Nani, in turn, looked to Satori. “You guys dragged me here against my will,” she said. “This was all Jessica’s idea. She’s been the one behind it.” Not exactly a vote of confidence, and for an instant Jess worried she would lose the popular support. Until Nani continued: “But,” she said, “however we got here we are, in fact, here. Jess is right. We’re here.” She looked around the bridge, circling her arms as if to say: Stop and look. Really look at where we are. At what we’re sitting in the middle of.
She lowered her arms and continued. “We have some big decisions to make. No matter how we did it, no matter how we got here, we’re here.

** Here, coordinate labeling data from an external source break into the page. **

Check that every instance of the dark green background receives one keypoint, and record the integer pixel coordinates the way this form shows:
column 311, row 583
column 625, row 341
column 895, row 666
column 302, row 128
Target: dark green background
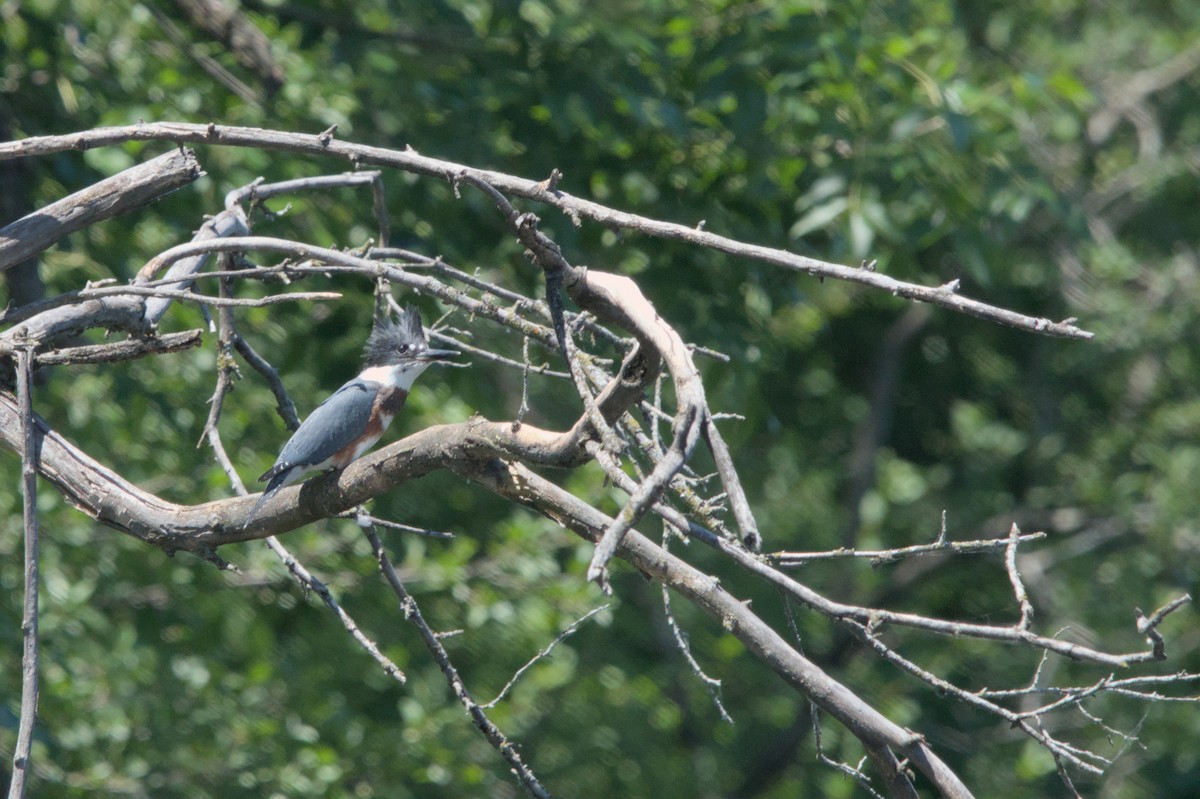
column 946, row 140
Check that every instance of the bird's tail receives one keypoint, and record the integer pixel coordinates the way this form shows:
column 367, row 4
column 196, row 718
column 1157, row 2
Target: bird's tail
column 273, row 487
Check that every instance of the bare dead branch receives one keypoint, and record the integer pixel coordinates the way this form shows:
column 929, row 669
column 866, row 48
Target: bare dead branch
column 111, row 197
column 516, row 482
column 1014, row 577
column 121, row 350
column 881, row 557
column 543, row 654
column 29, row 686
column 412, row 161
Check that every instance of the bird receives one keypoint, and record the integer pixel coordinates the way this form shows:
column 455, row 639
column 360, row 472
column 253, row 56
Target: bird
column 353, row 418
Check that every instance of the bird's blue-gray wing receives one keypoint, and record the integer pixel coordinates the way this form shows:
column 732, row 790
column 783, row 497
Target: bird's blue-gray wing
column 333, row 426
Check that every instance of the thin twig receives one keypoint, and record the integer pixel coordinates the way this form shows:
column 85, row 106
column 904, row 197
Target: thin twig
column 29, row 688
column 507, row 749
column 711, row 684
column 1014, row 577
column 880, row 557
column 411, row 161
column 545, row 653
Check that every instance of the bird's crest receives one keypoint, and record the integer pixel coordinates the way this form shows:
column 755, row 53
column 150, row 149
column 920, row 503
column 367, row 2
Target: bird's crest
column 389, row 338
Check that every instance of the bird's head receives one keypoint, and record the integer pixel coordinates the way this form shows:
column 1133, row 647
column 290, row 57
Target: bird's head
column 401, row 342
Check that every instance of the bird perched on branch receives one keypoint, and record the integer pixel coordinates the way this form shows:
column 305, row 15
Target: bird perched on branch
column 353, row 419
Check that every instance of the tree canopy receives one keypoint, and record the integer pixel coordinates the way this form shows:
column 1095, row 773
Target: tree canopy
column 1038, row 157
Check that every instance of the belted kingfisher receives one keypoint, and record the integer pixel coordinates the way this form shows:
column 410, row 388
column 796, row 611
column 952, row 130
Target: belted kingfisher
column 353, row 419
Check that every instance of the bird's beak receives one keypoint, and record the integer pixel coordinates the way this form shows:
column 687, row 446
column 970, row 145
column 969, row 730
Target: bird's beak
column 438, row 354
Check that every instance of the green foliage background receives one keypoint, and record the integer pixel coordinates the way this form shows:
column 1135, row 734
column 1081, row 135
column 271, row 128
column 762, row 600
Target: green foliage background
column 946, row 140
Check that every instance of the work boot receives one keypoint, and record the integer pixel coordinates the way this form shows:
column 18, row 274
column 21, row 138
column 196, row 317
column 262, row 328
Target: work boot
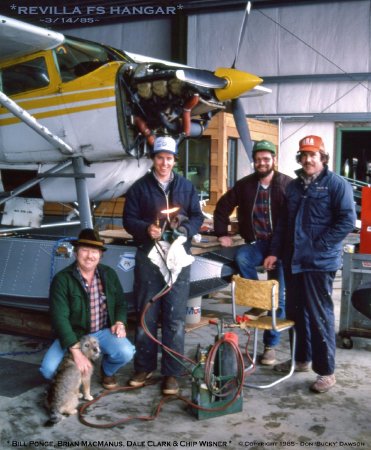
column 255, row 313
column 323, row 384
column 170, row 386
column 139, row 379
column 109, row 382
column 268, row 357
column 285, row 366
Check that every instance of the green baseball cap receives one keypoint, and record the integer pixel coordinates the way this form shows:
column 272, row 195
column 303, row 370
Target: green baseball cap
column 264, row 145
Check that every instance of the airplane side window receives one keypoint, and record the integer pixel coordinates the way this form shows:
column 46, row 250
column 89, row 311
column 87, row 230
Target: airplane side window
column 78, row 58
column 25, row 76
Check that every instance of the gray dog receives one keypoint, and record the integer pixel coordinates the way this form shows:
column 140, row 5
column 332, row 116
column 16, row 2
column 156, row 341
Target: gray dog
column 64, row 393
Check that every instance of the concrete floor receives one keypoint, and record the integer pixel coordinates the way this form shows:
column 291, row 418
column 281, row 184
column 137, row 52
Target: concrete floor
column 285, row 416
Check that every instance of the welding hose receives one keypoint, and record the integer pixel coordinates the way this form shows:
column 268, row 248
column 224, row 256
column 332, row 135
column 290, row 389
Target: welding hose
column 230, row 340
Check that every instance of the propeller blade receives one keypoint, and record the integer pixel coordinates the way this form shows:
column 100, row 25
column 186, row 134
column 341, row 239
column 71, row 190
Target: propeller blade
column 242, row 32
column 201, row 78
column 241, row 125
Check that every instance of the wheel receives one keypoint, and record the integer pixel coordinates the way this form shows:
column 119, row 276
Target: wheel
column 347, row 343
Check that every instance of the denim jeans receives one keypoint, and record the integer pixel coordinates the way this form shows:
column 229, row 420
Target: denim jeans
column 116, row 353
column 169, row 310
column 247, row 258
column 309, row 303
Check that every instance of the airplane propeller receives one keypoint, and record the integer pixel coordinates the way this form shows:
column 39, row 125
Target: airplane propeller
column 237, row 105
column 201, row 78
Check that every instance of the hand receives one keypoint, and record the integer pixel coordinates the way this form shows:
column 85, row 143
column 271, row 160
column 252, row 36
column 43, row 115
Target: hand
column 118, row 329
column 81, row 361
column 270, row 262
column 154, row 231
column 225, row 241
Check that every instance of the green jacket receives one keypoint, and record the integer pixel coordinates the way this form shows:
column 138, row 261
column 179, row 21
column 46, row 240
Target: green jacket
column 70, row 304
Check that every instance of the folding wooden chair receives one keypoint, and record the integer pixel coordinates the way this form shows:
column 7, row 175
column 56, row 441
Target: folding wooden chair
column 262, row 294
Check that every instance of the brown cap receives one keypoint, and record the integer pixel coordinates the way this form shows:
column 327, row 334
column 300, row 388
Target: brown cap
column 311, row 144
column 89, row 238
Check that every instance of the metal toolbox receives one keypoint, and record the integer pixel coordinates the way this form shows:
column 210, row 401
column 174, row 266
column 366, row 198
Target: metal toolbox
column 356, row 272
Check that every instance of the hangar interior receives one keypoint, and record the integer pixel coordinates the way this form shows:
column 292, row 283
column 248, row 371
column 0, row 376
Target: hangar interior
column 315, row 57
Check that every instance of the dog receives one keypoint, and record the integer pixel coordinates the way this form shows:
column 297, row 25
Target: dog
column 64, row 392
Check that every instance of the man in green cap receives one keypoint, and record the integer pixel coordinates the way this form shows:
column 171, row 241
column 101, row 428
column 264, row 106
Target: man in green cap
column 259, row 198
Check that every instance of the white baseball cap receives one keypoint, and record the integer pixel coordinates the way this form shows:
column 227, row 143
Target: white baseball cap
column 165, row 144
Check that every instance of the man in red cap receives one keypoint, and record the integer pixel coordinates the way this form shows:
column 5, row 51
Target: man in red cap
column 320, row 213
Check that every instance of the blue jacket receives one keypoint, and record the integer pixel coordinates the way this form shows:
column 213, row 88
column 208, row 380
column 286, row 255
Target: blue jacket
column 316, row 222
column 145, row 200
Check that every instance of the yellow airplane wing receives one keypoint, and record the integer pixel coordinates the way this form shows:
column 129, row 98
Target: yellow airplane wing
column 19, row 39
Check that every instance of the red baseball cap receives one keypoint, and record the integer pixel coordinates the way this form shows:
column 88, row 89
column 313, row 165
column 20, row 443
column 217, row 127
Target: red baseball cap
column 311, row 144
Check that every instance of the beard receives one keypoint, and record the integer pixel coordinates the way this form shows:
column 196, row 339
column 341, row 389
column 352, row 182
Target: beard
column 264, row 173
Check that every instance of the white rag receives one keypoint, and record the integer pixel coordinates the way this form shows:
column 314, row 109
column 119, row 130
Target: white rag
column 170, row 258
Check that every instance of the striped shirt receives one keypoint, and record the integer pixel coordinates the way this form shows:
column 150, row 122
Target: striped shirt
column 261, row 214
column 98, row 302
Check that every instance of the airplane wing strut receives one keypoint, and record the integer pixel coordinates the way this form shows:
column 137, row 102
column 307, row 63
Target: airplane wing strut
column 29, row 120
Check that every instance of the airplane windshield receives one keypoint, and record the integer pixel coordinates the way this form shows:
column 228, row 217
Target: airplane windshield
column 25, row 76
column 78, row 58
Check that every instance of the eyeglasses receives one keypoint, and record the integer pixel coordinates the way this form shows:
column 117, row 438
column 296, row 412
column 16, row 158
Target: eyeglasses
column 259, row 160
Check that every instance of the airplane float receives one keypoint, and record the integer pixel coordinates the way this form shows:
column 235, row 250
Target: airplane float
column 78, row 120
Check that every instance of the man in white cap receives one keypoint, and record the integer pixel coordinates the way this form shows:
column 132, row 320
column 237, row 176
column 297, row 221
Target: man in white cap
column 320, row 214
column 158, row 190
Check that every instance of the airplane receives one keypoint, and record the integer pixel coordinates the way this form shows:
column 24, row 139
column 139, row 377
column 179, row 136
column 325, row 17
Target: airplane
column 77, row 123
column 71, row 108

And starting now it would be best if we decided on things as a group.”
Satori bristled. “We’re not—”
“Listen to what she’s saying.” Zac implored. “Things are different now. This isn’t the same situation we were in just a few days ago. We’ve done what we’ve done and now … The past is behind us. That may sound dumb but it’s true. This is the present. The now. A clean slate, and we have to be careful how we make the future. I know I just woke up, I know I missed a lot, but we do have a responsibility, a new responsibility, to more than just our people back home. Our responsibility is to mankind. Right here is a whole other planet, full of people just like on Anitra.” He pointed until everyone, even Satori, turned to the front of the bridge and the spectacular view of Earth. “If we have a chance to do something greater,” he said, “we have to do it. We have to base our decisions on that. Not past ideas.
“Look,” he said, and Jess absolutely loved the way he was charging to her support. “We’re halfway into this already. Let’s not turn around. We’re here, now, and according to Nani we can do something.